In the legal community, we have watched the billable hour reach staggering rates. While $1,000/hour is still rare, $600-$800/hour is not. I would argue that just as the real estate and financial services bubbles burst, so too will the billable hour bubble. It’s just not sustainable at its current rate of increase.
Paul Lippe, founder of Legal OnRamp, in his commentary Welcome to the Future: Law After the Boom, argues that we, the legal industry, have been operating in boom times, and those days are over. The future in now.
For those of us who’ve spent most of our careers as clients, it seemed pretty obvious that the legal business was in an unsustainable boom. Consider: In a country where most people’s incomes have been flat or declining over the last eight years, and most companies face increasing global competition and flat profits, partners in big law firms generally saw their income double every four to six years over the last 15 years. And the firms have generally grown in profits, staffing, and revenues faster than most of their clients.

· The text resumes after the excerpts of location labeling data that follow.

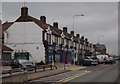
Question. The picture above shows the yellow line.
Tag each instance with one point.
(73, 77)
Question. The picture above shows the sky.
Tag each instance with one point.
(99, 23)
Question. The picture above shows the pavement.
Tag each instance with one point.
(41, 74)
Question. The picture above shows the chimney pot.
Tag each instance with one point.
(43, 19)
(65, 29)
(55, 24)
(72, 33)
(78, 35)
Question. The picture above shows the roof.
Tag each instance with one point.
(26, 18)
(67, 35)
(5, 48)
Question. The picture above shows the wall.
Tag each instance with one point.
(26, 36)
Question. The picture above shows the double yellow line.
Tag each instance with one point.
(73, 77)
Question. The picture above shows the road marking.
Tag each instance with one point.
(73, 77)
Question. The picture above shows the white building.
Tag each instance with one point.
(26, 35)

Today I’ll be meeting with an Am Law 20 partner who handles a lot of the company’s work. I’ll explain to the partner that every day of the year, every one of my client’s thousands of customers around the world asks, “How can you deliver more value to us for less money?” And every day, my client asks its suppliers, “How can you deliver more value to us for less money?”
At first, the partner will look at me like I am a little crazy and will say, “But you don’t understand, law is different.”
And I’ll reply, “Law is not different. Being in a boom is different, and now the boom is over.”